Pattiselanno ziet SFDR als een belangrijke katalysator voor het behalen van de Europese duurzaamheidsdoelen, maar constateert dat voor implementatie de ESG-data van ondernemingen verbeterd moet worden. Daarentegen vreest Pattiselanno dat bijvoorbeeld assetmanagers misschien eerder geneigd zullen zijn aandelen te kopen van ondernemingen die hun ESG-data al volledig op orde hebben. Vanuit praktisch oogpunt maar ook vanuit de vrees om door beleggers op hun duurzaamheidsclaim te worden aangesproken. Volgens hem kan dit zelfs leiden tot een averechtse selectie: bedrijven die in werkelijkheid een schone voetprint hebben maar kwantitatief en kwalitatief niet voorlopen in hun ESG-data, zouden minder gekocht kunnen worden. Denk bijvoorbeeld aan kleine tot middelgrote ondernemingen.

Pattiselanno denkt dat de duurzaamheidsregelgeving, zoals SFDR en de Europese taxonomie, minder zal kunnen leiden tot goednieuwsshows van de bedrijven omdat de ESG-data die ze moeten rapporteren gestandaardiseerd is.

DUFAS heeft een position paper opgesteld over duurzaamheid. Aangaande de vereisten die uit SFDR voortkomen (bijvoorbeeld de keuzes voor comply-or-explain) geven jullie de voorkeur aan een transitieperiode. Zou je dat kunnen toelichten? Hoe lang zou die transitieperiode moeten duren?

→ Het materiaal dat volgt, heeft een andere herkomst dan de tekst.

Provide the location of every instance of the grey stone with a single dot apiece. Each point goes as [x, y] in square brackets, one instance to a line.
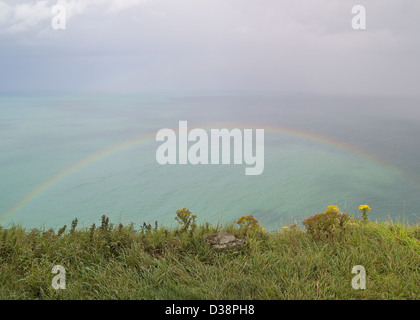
[223, 241]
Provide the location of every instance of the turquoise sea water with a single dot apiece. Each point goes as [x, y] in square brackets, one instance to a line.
[57, 159]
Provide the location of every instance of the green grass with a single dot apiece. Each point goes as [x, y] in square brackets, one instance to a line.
[121, 262]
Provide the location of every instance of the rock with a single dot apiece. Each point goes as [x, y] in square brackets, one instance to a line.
[223, 240]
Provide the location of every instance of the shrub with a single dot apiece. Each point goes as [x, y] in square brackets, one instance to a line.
[249, 223]
[186, 219]
[327, 224]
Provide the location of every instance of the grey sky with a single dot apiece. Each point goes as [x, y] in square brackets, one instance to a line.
[210, 45]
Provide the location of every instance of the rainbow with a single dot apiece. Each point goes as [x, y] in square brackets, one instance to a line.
[151, 137]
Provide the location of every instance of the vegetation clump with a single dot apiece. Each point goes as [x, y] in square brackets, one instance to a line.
[327, 225]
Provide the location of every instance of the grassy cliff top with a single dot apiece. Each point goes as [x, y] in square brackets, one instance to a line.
[122, 262]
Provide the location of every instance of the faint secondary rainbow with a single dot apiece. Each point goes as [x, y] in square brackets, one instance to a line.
[151, 137]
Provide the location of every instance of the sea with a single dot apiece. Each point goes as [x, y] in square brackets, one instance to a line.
[67, 156]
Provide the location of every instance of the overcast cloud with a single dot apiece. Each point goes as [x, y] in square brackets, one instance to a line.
[210, 45]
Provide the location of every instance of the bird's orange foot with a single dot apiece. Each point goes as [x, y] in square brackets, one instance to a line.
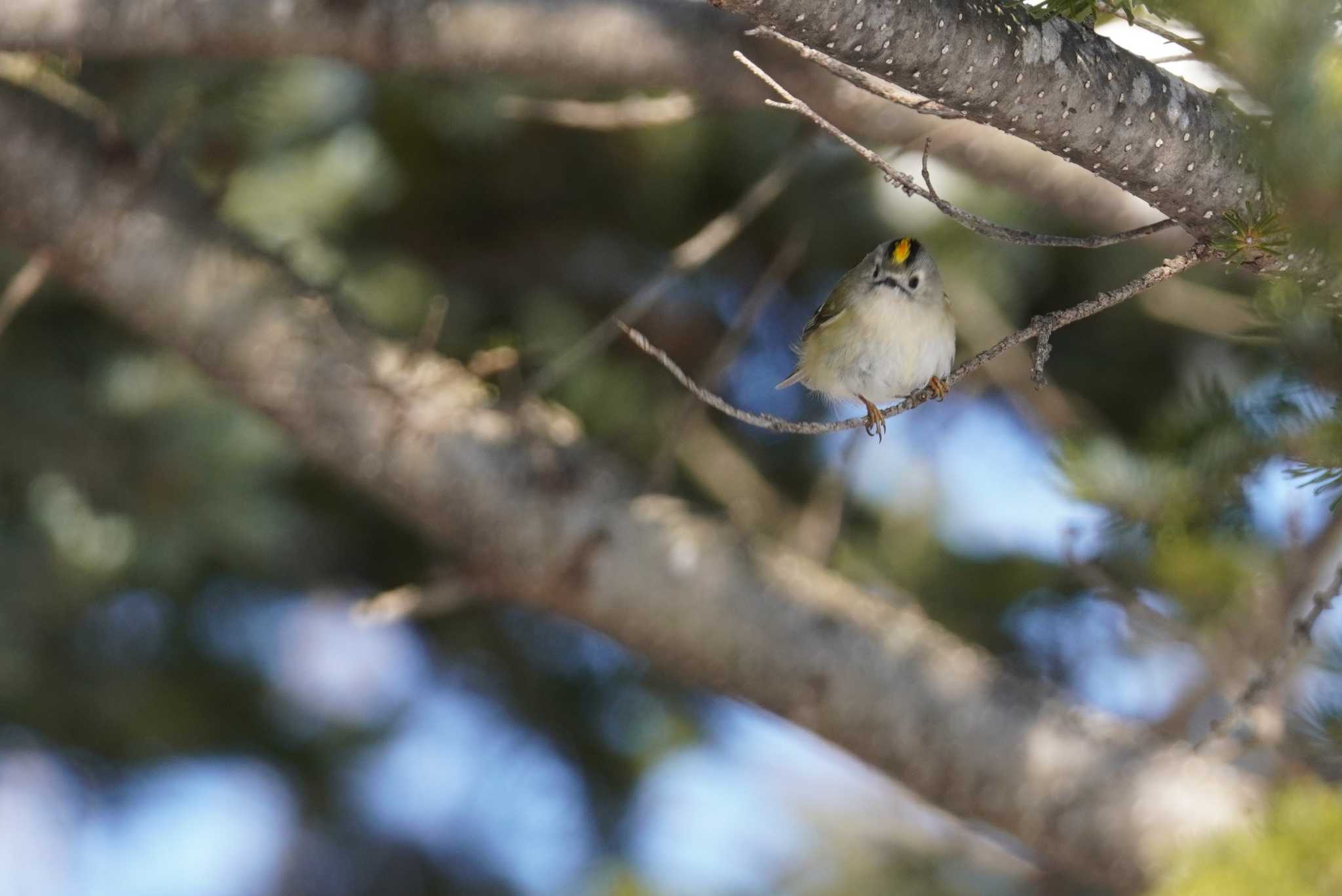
[875, 420]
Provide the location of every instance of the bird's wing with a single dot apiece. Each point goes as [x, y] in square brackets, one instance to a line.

“Het is niet zozeer dat wij een specifieke transitieperiode voorstellen. Ook niet voor de SFDR. Wij willen hiermee alleen maar tot uitdrukking brengen dat het optimaal kunnen voldoen aan Europese regelgeving een ‘evolving proces’ is. De Level 1 laag van SFDR, van kracht per 10 maart, bestaat uit het -op hoofdlijnen- uitdragen van een ESGfocus” zegt Pattiselanno. Pattiselanno verwacht dat de start van SFDR het dataprobleem rondom ESG-data verder zal aanwakkeren. Hij verwacht niettemin dat het probleem omtrent de breedte en de kwaliteit van ESG-data in de loop van der jaren minder zal worden. Dat kost tijd en Pattiselanno vindt het goed dat de Europese Commissie werkt aan de opzet van ESAP (European Single Acces Point), waar een database voor het verzamelen van ESG-data de hoogste prioriteit moet krijgen.

SFDR stevige ESG trigger

SFDR is mede bedoeld om greenwashing tegen te gaan: gaan bepaalde asset managers voorzichtig zijn, of hun duurzaamheidsclaims realiseren/overtreffen? Hoe safe willen partijen gaan zitten?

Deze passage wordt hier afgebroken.